The Kaladan Multi-Modal Transport Project, which is financed by the Indian government, aims to connect Mizoram State in Northeast India with a deep-sea port at Sittwe, in Western Myanmar. The transport route will pass through Rakhine and Chin States. Along the transport project route are Sittwe, Pauktaw, Ponnyakyun, MyraukU, Kyauktaw, and Paletwa.
Once completed, the project is expected to be a cornerstone of India’s “Look East Policy,” which is aimed at expanding India’s economic and political influence in Southeast Asia.
“We hope that the more democratically developed India will hold itself more accountable than China on this project, as the latter’s investments in Myanmar have been subject to criticism. We would like to make this very clear to India: in all the time it has taken to implement this project, India has contributed almost nothing of benefit to the local community,” said a Kaladan Movement activist.
The Kaladan project, which was not cancelled despite religious violence that swept through Rakhine State, is set to begin soon.
The project will be implemented in four phases. In the first, jetties and ports will be constructed. In the second, the Kaladan river will have to be dredged, a port constructed in Paletwa in Chin State, and a cargo transferring center arranged.
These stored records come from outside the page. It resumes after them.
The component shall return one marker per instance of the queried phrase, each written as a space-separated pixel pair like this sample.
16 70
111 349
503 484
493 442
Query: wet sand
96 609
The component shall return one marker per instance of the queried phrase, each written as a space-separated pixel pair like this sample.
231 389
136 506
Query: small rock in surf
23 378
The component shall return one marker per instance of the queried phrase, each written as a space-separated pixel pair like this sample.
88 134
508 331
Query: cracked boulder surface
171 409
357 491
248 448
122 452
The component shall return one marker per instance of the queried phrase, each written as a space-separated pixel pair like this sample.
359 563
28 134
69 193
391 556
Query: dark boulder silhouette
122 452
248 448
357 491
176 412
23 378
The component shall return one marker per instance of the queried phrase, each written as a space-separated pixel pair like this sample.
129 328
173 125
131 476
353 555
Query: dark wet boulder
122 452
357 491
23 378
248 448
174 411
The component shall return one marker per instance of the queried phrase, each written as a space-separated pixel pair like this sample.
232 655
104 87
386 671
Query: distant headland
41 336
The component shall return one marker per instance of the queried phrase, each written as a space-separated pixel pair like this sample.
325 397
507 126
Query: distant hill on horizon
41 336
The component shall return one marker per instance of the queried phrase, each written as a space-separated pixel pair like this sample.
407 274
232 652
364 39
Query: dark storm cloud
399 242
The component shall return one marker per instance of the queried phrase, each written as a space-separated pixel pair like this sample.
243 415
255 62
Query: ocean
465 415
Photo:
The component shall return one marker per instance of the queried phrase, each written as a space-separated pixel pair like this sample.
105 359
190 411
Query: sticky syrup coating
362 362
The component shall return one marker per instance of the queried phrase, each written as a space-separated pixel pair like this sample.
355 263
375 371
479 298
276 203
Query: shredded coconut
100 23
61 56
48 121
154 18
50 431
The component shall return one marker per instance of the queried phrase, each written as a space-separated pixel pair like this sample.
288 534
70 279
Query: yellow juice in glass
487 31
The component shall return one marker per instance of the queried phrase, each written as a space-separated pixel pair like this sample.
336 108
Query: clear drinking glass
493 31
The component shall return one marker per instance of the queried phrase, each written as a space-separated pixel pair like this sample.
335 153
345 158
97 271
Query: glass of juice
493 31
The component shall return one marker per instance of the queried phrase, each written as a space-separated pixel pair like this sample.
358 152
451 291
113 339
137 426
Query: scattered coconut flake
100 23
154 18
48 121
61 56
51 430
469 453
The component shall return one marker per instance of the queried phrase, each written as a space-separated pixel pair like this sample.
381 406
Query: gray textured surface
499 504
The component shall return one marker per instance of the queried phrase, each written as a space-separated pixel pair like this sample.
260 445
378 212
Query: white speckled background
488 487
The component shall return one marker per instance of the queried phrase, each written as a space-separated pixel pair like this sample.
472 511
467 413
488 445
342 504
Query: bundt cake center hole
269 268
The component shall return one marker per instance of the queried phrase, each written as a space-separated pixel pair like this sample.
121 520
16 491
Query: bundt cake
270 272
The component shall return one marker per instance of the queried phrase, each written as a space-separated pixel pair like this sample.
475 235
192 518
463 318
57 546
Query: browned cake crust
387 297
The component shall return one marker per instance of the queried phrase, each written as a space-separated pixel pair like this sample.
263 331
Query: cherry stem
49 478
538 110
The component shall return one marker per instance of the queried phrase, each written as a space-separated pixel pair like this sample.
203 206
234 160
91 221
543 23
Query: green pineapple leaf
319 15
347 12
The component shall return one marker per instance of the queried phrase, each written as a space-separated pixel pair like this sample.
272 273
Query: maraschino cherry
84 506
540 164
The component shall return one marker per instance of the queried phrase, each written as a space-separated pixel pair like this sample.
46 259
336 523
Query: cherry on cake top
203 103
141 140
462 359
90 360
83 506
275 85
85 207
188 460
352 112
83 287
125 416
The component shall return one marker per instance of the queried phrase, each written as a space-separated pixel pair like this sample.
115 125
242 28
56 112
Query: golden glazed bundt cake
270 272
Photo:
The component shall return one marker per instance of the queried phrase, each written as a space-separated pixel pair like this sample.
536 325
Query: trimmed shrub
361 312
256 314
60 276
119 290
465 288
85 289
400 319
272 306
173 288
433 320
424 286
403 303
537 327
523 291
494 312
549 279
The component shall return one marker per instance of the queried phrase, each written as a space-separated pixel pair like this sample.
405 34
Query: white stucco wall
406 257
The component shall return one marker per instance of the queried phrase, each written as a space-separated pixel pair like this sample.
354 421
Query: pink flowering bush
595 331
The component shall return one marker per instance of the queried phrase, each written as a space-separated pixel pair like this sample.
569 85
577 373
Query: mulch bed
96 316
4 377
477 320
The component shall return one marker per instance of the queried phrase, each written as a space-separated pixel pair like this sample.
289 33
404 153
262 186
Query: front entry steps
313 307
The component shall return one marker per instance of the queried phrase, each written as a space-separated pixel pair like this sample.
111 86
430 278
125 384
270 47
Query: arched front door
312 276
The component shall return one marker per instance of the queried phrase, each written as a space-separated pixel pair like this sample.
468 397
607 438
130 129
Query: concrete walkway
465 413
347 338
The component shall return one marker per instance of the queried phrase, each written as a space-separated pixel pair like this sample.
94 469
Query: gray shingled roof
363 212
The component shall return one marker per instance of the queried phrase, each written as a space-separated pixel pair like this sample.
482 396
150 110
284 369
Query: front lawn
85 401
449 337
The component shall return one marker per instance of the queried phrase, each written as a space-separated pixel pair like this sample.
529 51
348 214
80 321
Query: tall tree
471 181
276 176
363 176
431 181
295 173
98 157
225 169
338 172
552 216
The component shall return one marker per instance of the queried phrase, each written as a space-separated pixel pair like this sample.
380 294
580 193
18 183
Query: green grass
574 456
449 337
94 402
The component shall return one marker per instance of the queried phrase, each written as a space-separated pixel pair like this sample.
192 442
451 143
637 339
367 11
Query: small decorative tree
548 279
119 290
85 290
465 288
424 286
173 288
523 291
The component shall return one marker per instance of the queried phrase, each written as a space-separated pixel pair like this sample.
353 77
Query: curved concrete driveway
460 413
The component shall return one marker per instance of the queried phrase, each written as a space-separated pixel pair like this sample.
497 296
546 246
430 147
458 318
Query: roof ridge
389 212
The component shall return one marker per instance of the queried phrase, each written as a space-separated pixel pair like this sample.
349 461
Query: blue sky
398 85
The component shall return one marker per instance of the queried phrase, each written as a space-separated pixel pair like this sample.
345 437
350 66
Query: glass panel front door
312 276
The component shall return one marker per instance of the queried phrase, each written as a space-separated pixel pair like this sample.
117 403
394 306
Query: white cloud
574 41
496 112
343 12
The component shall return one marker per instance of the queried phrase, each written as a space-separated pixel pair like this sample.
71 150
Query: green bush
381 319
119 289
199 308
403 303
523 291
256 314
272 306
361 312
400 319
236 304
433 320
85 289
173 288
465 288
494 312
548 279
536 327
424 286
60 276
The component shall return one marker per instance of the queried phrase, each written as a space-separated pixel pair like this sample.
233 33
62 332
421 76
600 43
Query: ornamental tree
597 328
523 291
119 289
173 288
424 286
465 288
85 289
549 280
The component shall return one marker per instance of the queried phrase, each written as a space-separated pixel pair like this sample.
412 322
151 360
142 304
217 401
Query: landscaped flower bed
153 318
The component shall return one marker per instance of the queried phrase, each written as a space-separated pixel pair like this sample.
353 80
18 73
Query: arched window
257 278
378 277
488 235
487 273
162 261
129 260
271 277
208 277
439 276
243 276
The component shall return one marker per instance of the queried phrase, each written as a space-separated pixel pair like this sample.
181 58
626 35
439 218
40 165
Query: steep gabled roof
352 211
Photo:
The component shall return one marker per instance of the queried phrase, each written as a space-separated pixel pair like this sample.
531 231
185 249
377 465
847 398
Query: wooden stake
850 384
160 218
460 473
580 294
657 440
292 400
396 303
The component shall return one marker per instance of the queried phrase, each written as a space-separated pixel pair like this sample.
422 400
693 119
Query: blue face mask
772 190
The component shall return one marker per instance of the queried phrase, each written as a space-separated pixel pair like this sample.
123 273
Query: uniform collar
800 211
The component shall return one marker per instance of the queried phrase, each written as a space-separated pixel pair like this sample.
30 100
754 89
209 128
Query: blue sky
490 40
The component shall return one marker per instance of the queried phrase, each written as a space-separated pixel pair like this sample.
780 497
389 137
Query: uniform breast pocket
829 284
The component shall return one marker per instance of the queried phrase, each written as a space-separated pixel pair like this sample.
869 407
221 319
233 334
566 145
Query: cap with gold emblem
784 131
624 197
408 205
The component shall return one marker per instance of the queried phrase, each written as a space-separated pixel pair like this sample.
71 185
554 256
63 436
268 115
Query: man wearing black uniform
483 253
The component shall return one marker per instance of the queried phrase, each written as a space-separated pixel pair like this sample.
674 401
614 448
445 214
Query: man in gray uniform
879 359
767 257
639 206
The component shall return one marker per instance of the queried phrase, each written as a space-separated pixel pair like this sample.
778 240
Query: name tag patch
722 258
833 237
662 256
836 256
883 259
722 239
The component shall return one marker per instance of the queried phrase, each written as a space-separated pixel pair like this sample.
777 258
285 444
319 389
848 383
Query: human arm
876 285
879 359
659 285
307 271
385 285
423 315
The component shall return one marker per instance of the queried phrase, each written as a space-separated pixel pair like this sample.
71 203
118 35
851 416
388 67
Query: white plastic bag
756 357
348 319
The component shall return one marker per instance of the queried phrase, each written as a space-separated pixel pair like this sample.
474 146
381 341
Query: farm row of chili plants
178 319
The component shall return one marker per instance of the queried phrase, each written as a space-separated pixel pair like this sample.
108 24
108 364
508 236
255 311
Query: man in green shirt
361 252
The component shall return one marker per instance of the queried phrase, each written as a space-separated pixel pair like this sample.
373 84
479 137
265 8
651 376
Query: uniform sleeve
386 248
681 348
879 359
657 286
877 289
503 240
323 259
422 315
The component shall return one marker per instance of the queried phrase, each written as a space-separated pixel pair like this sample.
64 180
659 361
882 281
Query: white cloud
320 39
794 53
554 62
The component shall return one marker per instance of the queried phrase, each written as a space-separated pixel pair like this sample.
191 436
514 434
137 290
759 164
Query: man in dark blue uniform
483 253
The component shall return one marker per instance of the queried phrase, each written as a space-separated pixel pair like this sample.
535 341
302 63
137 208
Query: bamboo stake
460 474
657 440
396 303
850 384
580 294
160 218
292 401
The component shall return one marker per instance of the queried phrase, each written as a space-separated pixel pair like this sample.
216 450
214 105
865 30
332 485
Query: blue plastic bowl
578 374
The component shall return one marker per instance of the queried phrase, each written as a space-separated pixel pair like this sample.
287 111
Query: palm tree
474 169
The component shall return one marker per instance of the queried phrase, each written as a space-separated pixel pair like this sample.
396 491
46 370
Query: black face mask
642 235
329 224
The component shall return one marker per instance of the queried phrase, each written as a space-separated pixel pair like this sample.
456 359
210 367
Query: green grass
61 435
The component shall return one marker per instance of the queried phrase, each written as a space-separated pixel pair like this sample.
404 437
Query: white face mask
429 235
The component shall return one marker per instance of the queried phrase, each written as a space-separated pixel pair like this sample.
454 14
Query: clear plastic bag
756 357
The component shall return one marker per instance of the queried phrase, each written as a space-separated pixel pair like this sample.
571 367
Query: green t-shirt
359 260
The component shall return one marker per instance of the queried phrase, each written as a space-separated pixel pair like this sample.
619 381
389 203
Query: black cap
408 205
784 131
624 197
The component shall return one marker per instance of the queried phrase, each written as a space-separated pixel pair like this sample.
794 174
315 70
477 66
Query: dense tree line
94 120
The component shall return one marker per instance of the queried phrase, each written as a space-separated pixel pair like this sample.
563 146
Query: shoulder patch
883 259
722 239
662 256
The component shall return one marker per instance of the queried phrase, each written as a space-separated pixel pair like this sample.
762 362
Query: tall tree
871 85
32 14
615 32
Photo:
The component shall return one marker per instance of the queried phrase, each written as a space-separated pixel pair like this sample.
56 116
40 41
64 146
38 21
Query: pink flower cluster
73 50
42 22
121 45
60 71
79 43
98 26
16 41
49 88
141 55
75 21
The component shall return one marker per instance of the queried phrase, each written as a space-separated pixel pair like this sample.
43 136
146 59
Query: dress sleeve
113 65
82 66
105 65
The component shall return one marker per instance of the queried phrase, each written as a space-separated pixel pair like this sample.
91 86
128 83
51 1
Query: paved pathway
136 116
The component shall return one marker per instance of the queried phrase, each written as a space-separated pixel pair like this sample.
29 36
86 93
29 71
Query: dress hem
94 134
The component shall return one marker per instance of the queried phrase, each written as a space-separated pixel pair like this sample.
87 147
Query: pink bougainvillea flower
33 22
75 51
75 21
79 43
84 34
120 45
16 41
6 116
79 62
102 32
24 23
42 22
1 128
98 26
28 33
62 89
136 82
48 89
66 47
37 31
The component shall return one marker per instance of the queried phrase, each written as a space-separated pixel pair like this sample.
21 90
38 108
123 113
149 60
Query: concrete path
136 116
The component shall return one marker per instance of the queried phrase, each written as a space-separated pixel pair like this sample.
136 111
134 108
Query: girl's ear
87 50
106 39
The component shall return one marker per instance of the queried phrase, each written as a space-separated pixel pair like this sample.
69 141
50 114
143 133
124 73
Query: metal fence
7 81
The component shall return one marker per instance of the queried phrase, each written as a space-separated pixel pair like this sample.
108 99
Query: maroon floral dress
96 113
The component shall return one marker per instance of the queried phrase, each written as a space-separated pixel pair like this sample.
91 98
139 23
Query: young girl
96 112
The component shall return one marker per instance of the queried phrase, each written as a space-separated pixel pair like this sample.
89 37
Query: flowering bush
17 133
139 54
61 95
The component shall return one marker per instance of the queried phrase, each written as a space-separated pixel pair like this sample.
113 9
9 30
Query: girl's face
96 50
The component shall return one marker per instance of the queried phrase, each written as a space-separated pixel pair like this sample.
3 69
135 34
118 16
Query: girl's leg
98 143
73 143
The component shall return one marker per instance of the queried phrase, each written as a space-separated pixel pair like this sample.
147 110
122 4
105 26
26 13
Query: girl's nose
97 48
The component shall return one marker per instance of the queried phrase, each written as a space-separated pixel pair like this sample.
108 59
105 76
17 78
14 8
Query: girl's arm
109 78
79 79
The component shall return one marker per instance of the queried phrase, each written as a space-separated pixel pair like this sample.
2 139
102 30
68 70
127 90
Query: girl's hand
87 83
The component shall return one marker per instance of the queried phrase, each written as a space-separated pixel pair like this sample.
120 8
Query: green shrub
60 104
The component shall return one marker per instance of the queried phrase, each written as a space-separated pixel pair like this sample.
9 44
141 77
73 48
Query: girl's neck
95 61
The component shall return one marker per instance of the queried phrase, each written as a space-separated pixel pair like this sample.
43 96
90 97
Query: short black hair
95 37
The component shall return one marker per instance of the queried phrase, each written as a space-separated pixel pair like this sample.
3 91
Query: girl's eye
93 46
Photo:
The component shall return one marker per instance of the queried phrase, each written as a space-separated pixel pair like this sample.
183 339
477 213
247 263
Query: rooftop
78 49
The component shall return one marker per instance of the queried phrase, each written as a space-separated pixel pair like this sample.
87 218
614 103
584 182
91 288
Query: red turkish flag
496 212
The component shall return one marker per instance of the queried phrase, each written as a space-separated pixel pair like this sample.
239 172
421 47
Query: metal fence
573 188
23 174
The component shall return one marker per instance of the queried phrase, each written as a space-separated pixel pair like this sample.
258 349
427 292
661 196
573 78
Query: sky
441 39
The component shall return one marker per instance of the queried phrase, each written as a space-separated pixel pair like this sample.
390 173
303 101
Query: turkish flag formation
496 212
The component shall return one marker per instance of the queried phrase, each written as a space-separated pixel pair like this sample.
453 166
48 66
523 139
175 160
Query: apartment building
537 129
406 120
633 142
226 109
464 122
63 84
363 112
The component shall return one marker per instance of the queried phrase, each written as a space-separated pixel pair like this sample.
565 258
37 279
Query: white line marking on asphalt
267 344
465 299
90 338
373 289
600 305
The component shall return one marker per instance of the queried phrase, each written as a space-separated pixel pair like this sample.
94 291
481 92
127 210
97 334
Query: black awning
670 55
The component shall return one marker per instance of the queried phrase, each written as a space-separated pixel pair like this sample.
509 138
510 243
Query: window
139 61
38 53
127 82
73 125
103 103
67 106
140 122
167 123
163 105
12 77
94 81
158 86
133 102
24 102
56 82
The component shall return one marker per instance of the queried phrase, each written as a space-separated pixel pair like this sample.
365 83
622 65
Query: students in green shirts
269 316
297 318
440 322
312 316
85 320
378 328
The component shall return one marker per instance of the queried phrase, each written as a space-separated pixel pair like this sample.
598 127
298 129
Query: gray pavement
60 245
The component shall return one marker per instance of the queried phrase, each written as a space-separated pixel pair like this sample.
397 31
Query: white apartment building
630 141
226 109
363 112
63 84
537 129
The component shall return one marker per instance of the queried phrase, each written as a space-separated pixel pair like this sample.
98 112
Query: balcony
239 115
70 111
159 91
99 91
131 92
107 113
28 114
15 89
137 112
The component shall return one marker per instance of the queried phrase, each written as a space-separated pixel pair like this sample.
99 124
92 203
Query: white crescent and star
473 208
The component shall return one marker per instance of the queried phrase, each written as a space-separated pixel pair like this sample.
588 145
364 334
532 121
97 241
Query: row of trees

In the third and fourth phases, Myanmar-India highways will be built.
“We told Indian parliamentarians during a meeting last month to share details of the project with Myanmar people, but the Indian side replied they were unable to do so because we did not have any law [concerning impact assessment]. The transport minister even said that environmental impact assessment and social impact assessment records would be issued soon, but nothing has come out so far,” said Kalandan Movement activist Khin Salai Aik Zet.
“We want to believe more in the Indian project than the Chinese project. No transparency has been found in the Mwaytaung Phartaung project operated by China,” said Salai Kyeobeek Htaung, general secretary of Chin National Party.
The Ministry of Foreign Affairs as the government agent signed the agreement in principle with the Indian External Affairs Ministry in 2008. The Transport Ministry has taken responsibility for the implementation of the project.